Plus de 50 ans après les faits, Maître Ludovic Haissant obtient une indemnité de plus de 2,6 millions d’euros pour une victime de vaccination obligatoire antivariolique en 1963.
Ludovic HAISSANT, avocat fondateur du cabinet QARIUS a obtenu une indemnité de plus de 2,6 millions d’euros ainsi qu’une rente de plus de 50.000,00 euros par an pour une victime présentant de graves séquelles après avoir été vaccinée enfant contre la variole en 1963.
Dans les suites immédiates de la vaccination la victime qui avait à peine plus d’un an à l’époque avait présentée une encéphalite la laissant lourdement handicapée et dépendante.
Sa mère qui s’occupait d’elle depuis avec un courage et une détermination inspirants a mené un combat pendant des années pour obtenir la reconnaissance des effets secondaires extrêmement graves du vaccin antivariolique sur son enfant.
Une première expertise s’était tenue initialement dans le cadre d’une procédure devant la Commission de conciliation des accidents médicaux, en 2009 qui retenait sans conteste le lien entre le vaccination et les séquelles lourdes de la victime désormais adulte mais la consolidait en 1981. L’ONIAM refusait alors d’indemniser amiablement la victime au motif que sa réclamation serait prescrite un délai de plus de quatre année s’étant écoulé depuis la consolidation.

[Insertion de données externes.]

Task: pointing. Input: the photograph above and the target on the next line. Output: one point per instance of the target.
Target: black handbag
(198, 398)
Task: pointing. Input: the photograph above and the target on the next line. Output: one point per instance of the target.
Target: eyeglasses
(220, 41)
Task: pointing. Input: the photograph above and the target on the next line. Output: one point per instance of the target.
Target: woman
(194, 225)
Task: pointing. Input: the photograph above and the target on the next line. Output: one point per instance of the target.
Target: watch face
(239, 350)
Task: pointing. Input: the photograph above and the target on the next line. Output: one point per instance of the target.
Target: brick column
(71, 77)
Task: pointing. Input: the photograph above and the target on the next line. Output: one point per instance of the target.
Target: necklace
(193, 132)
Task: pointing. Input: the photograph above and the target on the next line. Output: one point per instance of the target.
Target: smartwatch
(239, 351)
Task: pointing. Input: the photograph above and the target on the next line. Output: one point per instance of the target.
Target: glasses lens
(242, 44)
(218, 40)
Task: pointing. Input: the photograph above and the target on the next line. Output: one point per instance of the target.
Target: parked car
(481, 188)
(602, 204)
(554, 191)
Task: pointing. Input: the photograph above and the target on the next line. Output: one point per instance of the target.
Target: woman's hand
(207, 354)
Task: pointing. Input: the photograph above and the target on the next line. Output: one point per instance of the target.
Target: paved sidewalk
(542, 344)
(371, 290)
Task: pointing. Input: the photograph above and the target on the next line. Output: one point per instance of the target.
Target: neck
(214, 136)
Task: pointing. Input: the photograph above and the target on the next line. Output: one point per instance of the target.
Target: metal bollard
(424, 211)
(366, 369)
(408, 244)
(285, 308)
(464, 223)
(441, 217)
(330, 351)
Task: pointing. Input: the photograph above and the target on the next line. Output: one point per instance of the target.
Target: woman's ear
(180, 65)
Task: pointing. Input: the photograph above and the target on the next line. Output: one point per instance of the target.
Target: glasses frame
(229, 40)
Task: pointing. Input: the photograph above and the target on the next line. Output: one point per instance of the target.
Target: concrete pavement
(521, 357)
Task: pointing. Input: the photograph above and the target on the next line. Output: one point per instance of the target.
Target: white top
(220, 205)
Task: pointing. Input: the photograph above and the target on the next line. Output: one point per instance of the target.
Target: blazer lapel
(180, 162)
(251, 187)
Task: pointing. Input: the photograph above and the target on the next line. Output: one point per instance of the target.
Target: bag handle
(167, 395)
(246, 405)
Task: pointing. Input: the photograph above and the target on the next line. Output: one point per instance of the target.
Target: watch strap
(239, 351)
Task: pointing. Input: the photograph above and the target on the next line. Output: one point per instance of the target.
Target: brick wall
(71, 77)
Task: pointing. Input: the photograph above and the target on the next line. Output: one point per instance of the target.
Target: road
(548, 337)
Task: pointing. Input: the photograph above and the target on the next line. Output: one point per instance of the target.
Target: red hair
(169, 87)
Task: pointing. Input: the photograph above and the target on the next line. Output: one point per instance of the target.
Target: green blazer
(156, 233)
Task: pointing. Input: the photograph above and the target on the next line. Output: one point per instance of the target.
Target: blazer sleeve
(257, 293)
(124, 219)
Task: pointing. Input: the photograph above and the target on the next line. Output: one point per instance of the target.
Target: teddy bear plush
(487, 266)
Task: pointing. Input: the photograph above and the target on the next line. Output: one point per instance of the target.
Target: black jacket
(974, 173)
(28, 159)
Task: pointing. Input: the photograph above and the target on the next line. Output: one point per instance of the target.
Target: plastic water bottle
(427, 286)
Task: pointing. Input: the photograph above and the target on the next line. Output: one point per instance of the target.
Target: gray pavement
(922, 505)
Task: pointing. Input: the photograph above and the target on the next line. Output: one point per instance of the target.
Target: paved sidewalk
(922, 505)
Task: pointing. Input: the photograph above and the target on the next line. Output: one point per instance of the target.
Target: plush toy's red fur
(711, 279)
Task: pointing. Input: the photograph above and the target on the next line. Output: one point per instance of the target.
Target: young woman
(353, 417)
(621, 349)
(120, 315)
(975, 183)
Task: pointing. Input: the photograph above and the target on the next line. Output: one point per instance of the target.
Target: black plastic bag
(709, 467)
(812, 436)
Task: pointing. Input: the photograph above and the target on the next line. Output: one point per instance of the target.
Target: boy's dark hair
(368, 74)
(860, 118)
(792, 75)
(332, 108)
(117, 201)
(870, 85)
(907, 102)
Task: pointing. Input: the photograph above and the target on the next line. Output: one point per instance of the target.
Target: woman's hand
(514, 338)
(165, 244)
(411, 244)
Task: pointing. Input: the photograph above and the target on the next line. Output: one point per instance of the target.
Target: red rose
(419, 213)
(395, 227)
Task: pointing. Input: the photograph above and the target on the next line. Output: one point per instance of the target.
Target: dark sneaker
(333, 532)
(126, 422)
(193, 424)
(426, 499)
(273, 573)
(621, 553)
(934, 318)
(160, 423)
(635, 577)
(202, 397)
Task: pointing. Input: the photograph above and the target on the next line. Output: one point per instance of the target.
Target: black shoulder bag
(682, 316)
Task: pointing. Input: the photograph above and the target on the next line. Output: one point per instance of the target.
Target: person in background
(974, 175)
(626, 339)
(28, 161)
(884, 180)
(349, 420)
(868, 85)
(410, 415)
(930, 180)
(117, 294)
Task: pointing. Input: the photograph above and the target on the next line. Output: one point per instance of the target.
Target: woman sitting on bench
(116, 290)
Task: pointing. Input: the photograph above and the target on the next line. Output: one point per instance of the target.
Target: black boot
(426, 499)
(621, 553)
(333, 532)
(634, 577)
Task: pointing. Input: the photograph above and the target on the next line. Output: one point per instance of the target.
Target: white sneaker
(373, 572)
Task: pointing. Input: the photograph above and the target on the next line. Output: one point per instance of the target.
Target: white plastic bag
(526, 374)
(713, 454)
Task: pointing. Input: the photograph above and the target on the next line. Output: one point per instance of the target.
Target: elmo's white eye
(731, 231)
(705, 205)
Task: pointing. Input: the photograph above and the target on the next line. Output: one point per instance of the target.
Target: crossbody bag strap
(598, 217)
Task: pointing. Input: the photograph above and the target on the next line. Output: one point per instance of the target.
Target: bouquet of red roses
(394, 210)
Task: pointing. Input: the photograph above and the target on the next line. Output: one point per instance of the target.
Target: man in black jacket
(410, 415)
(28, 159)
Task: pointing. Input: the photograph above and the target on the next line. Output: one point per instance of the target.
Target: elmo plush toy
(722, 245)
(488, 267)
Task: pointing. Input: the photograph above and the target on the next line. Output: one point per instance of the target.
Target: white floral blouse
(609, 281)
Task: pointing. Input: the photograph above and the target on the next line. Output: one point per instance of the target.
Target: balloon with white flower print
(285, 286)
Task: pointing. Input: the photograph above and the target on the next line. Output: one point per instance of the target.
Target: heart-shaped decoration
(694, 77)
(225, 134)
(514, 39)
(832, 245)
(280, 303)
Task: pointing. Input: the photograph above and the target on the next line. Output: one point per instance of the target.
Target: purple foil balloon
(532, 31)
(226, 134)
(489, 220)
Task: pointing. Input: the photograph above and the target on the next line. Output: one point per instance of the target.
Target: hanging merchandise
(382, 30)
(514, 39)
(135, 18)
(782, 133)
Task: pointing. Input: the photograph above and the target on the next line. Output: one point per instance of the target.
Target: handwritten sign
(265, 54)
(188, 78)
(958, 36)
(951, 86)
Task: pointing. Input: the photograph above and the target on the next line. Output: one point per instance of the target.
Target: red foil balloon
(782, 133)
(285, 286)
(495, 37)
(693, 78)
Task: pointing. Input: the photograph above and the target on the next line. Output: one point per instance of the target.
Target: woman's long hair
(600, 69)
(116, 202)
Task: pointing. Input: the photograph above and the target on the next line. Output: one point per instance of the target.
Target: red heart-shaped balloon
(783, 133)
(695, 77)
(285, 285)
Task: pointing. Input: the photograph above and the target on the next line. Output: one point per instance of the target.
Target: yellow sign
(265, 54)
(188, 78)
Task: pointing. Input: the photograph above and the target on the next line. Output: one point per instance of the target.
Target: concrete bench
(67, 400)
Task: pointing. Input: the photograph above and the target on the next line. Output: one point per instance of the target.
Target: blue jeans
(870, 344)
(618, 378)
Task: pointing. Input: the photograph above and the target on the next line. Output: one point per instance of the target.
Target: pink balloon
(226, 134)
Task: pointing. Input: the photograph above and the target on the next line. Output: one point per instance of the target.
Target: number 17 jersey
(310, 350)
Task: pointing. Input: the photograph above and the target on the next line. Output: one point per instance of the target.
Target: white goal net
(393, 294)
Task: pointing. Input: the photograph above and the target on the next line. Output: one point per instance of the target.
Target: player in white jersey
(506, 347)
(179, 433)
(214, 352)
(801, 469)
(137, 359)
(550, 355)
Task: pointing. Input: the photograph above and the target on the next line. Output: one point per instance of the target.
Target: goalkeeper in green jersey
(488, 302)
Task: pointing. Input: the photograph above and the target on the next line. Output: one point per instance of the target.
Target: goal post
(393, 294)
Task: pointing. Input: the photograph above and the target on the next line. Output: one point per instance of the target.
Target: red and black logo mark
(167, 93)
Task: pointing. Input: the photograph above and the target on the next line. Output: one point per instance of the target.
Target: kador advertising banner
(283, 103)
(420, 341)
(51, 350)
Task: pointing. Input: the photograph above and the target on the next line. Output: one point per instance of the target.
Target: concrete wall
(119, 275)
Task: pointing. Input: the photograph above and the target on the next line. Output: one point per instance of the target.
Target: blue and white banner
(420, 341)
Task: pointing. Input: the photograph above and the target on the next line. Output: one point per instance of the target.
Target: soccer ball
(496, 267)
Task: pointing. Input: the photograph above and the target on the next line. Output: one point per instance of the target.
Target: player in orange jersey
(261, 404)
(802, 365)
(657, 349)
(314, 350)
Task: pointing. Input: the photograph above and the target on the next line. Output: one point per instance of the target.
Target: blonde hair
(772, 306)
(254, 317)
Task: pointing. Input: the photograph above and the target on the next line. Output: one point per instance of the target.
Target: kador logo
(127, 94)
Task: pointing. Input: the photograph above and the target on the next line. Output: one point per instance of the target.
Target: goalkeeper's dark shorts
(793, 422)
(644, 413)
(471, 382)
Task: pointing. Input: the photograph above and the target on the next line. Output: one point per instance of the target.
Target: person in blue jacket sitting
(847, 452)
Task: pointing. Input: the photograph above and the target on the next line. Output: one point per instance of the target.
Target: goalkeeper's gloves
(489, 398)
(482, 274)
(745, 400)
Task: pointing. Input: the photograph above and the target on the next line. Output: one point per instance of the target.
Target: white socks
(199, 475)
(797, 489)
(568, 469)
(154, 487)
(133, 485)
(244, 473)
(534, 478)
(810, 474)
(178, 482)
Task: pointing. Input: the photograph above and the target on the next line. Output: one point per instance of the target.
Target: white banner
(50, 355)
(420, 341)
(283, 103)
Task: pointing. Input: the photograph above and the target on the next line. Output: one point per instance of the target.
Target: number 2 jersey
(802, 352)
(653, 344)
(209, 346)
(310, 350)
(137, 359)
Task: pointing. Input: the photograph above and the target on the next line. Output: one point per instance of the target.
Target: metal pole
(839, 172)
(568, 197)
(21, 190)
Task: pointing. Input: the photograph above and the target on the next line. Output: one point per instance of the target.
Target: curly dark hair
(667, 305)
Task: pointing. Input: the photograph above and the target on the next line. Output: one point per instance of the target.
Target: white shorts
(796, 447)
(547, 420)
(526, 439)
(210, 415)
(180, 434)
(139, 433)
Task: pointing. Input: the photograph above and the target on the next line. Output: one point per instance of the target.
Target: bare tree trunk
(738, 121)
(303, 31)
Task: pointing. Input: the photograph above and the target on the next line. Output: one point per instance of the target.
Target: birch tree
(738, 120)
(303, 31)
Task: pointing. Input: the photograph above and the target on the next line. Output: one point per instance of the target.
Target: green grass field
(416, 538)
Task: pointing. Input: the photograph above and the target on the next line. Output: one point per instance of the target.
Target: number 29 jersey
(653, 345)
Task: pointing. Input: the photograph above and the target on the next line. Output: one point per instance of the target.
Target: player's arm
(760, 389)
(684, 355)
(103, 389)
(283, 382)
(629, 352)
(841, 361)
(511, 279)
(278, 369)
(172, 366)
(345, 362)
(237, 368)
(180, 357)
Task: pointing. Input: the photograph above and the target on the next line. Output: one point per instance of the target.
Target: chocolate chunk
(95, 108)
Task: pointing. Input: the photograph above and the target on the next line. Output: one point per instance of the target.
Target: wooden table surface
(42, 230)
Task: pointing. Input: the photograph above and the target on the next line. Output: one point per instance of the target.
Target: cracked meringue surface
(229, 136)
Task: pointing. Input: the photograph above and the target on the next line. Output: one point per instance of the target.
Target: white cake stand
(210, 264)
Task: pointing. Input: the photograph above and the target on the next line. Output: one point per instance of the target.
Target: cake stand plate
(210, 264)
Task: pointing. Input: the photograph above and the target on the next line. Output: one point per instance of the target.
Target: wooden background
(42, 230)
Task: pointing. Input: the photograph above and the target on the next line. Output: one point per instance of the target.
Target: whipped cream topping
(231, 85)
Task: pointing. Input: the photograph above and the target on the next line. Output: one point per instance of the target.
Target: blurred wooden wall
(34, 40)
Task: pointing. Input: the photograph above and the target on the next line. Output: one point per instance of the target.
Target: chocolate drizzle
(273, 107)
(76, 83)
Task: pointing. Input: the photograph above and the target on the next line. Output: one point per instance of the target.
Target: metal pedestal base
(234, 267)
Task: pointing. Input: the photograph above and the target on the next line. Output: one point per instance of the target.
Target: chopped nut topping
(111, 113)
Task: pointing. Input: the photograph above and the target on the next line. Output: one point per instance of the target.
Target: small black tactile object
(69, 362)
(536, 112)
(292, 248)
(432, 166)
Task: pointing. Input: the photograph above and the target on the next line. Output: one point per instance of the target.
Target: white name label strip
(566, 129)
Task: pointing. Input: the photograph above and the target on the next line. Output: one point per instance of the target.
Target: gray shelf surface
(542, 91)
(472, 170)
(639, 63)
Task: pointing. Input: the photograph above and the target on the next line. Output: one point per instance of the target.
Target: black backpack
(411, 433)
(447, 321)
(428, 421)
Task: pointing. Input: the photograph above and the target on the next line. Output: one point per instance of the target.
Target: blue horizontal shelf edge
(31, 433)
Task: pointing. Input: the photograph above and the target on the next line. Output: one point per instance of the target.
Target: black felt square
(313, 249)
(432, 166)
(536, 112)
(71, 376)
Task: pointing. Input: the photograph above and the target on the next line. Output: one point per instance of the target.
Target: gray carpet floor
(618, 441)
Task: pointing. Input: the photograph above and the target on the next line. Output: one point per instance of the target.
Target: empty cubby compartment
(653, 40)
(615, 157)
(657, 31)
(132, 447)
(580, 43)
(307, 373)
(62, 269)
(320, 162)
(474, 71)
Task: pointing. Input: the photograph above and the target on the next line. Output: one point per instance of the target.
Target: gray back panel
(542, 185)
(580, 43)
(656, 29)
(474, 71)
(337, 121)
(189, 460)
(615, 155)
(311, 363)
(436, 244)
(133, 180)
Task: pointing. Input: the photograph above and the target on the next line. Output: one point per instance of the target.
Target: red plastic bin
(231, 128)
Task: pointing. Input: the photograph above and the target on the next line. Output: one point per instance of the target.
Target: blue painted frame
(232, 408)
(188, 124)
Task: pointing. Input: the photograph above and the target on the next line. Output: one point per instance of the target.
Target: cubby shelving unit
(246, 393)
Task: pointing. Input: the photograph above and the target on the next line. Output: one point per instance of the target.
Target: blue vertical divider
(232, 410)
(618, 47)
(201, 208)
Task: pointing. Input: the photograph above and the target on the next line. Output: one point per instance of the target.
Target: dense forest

Après des années à lutter devant les Tribunaux puis le Conseil d’Etat pour faire reconnaitre que la demande d’indemnisation de la victime n’était pas prescrite ayant conduit à l’arrêt important du Conseil d’Etat du 1er juin 2016 (n°382490), faisant pour la première fois application de l’article 188 de la loi n°2016-41 du 26 janvier 2016 dite de modernisation de notre système de santé, qui a étendu aux indemnisations incombant à l’Oniam le champ d’application de l’article L.1142-28 du code de la santé publique, étendant à dix ans au lieu de 4 ans à compter de la consolidation du dommage le délai de prescription en matière de responsabilité médicale.
De plus l’arrêt précisait le principe selon lequel « la consolidation de l’état de santé de la victime d’un dommage corporel fait courir le délai de prescription pour l’ensemble des préjudices directement liés au fait générateur qui, à la date à laquelle la consolidation s’est trouvée acquise, présentent un caractère certain permettant de les évaluer et de les réparer, y compris pour l’avenir. Si l’expiration du délai de prescription fait obstacle à l’indemnisation de ces préjudices, elle est sans incidence sur la possibilité d’obtenir réparation de préjudices nouveaux résultant d’une aggravation directement liée au fait générateur du dommage et postérieure à la date de consolidation. Le délai de prescription de l’action tendant à la réparation d’une telle aggravation court à compter de la date à laquelle elle s’est elle-même trouvée consolidée. »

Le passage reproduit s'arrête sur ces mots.